Noviembre me vuelve solitario. Me mete las manos en los bolsillos y me silba en el oído con su viento monótono y desapacible. Me alarga las mangas y me pinta de otoño los huesos.
Me sorprende la noche sin haber consumado la tarde, alargando la desidia y arrugando el mundo hasta que cabe en el haz de luz de una bombilla. La casa está sola a estas horas y rezuman las paredes con el eco de las voces ausentes, con el miedo de los instantes perdidos, con la pasión de besos desparramados por el salón.
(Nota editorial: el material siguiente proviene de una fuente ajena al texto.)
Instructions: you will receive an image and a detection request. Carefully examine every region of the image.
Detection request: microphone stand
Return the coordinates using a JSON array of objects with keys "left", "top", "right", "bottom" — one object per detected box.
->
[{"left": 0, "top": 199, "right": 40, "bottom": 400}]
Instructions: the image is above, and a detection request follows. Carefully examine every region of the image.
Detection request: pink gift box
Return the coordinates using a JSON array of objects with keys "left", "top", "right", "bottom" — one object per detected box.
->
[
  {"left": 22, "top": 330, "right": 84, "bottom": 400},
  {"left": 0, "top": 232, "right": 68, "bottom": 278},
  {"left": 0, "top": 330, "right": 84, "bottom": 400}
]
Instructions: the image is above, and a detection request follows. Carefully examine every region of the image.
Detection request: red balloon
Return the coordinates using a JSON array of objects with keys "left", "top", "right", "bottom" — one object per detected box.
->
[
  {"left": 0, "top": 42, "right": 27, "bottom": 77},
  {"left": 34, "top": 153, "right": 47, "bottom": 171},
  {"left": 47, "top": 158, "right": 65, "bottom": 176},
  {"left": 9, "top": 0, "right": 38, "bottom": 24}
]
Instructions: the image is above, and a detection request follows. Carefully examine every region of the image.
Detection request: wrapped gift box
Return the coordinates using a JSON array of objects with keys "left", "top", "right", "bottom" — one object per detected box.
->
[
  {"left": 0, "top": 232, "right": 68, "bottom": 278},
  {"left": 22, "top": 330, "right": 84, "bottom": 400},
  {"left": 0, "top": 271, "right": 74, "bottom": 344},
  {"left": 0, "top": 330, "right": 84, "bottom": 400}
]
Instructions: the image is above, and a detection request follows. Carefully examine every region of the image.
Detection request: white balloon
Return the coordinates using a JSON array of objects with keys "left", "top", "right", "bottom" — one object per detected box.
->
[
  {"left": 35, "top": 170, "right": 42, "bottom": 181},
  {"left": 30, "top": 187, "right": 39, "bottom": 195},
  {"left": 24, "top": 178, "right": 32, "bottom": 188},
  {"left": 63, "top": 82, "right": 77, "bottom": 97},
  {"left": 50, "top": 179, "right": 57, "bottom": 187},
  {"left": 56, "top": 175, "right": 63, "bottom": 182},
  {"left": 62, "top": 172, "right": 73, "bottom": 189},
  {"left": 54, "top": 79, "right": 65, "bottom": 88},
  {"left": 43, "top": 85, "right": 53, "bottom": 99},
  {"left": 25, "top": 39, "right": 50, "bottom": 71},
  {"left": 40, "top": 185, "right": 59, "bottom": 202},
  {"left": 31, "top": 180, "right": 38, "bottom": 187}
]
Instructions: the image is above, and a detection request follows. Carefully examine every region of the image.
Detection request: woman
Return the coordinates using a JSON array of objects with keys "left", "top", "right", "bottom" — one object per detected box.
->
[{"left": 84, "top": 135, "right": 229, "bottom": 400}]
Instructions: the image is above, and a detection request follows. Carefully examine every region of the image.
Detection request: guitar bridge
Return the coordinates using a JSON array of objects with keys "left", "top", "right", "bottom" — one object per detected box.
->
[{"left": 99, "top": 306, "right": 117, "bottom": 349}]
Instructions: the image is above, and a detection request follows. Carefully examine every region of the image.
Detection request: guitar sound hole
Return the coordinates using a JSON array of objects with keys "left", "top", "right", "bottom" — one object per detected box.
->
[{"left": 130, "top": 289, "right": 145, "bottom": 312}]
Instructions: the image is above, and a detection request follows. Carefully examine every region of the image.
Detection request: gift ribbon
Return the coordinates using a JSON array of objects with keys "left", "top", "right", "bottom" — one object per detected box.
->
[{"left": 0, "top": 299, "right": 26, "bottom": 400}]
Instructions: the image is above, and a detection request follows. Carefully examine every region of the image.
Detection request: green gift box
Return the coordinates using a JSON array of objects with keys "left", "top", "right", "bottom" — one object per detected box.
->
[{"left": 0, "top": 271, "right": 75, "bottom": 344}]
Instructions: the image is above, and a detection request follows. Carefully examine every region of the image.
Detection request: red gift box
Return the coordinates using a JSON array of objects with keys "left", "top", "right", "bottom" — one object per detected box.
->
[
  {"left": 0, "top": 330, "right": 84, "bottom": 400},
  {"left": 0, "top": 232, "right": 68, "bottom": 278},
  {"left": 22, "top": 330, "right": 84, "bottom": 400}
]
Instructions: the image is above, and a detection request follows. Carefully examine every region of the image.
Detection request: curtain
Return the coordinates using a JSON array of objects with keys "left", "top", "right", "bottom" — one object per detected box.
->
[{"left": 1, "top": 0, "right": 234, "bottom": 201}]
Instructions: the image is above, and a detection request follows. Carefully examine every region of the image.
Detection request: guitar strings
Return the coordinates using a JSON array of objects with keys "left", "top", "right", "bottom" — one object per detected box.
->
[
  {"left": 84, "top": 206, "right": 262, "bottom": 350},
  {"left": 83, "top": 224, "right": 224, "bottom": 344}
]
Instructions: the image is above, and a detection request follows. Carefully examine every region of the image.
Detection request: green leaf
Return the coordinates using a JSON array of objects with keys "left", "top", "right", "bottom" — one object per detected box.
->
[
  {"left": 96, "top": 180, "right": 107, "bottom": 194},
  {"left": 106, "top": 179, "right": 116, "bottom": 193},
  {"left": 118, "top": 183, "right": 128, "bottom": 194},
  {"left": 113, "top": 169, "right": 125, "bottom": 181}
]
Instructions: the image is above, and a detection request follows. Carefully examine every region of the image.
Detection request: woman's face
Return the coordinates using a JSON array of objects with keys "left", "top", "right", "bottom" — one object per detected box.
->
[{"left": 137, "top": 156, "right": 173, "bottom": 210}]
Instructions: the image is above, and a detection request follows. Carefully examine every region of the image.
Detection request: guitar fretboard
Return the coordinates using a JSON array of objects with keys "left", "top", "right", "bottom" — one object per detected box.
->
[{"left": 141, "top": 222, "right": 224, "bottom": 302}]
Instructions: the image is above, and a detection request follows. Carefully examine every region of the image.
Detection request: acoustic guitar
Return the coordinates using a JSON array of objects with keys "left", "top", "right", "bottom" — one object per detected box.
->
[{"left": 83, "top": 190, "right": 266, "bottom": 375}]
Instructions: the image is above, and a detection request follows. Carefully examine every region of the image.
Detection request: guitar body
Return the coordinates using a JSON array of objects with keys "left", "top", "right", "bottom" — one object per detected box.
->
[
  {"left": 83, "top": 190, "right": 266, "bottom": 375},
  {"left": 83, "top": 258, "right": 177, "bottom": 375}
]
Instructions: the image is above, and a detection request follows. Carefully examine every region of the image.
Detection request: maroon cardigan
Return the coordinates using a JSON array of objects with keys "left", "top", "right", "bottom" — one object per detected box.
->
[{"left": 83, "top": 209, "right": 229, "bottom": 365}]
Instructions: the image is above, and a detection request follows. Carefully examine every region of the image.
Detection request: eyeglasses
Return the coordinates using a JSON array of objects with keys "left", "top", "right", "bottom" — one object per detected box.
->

La luna llena se esconde detrás de un velo blanquecino, pálido, ojeroso. El visillo del cielo pinta invisible el viento que agita la solemnidad de los cipreses, que se bambolean en fila al borde del patio. Llueve afuera, como sin gana, un llanto desconsolado de niño caprichoso y adormecido. Dentro, caen las mismas gotas de aquel otro noviembre que pasó deprisa y me dejó el corazón tembloroso.
Me siento frágil, desguarnecido. Hueco. Como si la vida se me fuese durmiendo en los dedos, como si el tiempo se me escurriera vivo por la boca de la chimenea encendida en donde me acurruco. Viendo el baile del fuego entre los troncos de olivo, me siento envejecido y maltrecho, asomado a los recuerdos que me asaltan como forajidos crueles.
Soy hombre de gentes, de charla apacible y vaso de vino, pero noviembre me vuelve solitario. Debe ser que hoy noto más intensamente cómo se me van cayendo las hojas amarillas del calendario.